Image attribution

Verify translations

Da Arjan Molenaar (2022-01-18)

For desktop applications and websites it’s good practice to allow users to use them in their native language. For Open Source applications everyone can contribute with translations for your project.

After a release we found out, by a user, that Gaphor would not start, but only if it was used with a particular language. One of the translations had an error. “An error?”, I hear you ask, “How is that possible?”

First some background.

A common tool for translations is Gettext. Translations are maintained in .po files, portable object files. Those files typically contain the original text and a translation.

msgid "I’m a message"
msgstr "Ik ben een bericht"

The msgid contains the original text. For most applications that’s the text in American English. The msgstr contains the translated text. If msgstr contains no translation (it’s an empty string ""), the original text is used.

Translated text is not only just text. Sometimes this text contains placeholders that have to be filled in by the application. Think of things like version numbers, or a file name.
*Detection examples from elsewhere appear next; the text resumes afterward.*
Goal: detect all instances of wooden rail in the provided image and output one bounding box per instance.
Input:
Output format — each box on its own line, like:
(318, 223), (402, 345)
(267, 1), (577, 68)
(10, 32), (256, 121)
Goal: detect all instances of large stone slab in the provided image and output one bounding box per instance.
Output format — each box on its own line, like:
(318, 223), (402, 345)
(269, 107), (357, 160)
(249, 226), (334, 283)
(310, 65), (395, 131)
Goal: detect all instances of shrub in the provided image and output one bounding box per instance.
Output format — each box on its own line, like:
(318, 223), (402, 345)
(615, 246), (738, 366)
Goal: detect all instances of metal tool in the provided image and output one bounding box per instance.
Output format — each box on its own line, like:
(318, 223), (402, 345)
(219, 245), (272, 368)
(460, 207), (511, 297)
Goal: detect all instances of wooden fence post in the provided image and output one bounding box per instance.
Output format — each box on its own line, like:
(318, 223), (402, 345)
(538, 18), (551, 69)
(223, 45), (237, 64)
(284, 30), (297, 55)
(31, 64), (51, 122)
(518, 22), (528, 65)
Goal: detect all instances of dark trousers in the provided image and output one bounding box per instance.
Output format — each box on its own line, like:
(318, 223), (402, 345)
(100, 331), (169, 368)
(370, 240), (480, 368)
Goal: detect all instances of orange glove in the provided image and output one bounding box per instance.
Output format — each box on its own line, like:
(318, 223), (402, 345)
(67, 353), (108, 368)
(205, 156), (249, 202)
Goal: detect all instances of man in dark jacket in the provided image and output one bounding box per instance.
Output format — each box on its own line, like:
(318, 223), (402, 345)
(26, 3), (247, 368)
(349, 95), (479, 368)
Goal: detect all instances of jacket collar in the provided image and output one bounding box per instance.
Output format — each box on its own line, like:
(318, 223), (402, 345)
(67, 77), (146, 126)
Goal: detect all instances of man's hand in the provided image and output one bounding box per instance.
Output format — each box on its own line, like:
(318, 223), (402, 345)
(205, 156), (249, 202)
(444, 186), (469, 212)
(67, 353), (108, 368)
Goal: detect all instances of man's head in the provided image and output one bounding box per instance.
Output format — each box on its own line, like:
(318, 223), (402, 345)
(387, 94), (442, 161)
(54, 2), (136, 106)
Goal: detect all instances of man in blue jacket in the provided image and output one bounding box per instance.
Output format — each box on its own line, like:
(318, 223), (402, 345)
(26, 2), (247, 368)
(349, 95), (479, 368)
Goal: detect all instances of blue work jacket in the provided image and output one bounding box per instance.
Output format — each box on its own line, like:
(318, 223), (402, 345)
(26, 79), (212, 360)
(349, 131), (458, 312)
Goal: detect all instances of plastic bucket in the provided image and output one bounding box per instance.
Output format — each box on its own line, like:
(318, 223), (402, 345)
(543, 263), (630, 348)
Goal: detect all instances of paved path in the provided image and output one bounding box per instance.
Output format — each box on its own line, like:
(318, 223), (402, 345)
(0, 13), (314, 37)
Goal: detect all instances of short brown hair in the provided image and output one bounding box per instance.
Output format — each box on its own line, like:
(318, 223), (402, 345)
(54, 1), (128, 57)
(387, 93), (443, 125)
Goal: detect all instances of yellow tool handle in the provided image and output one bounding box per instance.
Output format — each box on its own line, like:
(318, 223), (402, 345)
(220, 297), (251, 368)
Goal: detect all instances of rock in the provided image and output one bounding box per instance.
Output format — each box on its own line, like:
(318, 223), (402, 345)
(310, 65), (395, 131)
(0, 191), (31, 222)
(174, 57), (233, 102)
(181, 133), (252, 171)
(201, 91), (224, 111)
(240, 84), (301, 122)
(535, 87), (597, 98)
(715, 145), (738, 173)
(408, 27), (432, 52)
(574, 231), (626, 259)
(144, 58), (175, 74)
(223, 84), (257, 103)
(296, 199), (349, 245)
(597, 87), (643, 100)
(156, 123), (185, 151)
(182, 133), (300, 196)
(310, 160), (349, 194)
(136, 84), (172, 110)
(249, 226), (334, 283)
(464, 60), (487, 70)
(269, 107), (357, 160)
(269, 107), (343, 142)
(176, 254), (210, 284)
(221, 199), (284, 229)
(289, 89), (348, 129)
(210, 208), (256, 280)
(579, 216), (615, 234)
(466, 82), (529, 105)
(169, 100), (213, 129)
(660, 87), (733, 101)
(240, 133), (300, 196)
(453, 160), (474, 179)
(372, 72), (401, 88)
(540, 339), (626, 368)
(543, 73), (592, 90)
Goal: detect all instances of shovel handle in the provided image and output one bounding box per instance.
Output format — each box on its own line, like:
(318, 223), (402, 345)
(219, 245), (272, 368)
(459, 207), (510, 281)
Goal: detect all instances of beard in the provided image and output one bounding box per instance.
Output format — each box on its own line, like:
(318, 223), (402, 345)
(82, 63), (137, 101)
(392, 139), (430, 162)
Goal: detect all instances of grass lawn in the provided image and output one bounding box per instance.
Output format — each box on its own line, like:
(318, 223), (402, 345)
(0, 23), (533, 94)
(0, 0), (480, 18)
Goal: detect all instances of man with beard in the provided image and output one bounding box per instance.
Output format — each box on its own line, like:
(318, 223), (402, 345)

We learned the hard way that an error is easily made.

The way placeholders are formatted depends on the language. In C, texts contain %-mark expressions (I counted %d items). Javascript uses a different format: I counted ${count} items1. In Python the C-style can be used (old style) as well as curly-bracket placeholders with the str.format() method: I counted {count} items.

Now assume the text I counted {count} items has to be translated. The term count is case-sensitive. For example, a slight error in the Dutch translation could cause an unintended error in the application: Ik telde {Count} items (with capital C).

To avoid errors we created a small script, utilizing Babel. Babel is a Python based internationalization library. Using babel, we read the translations from a .po file and check if all placeholders from the original text ({count}) are in the translated text. A simple check that ensures placeholders in translated text can always be filled in. This script can also check for other conventions you want to uphold in your translatable text. For example, you may not want to use empty placeholders {} or explicitly check for %-based placeholders. In our case we also check for HTML entities (e.g. <).

Adding these tests will help us ensure that a future mistake in a translation file that could prevent Gaphor from launching, will be caught automatically.

Notes

  1. This is actually a template string in Javascript. It takes some extra effort to make those translatable.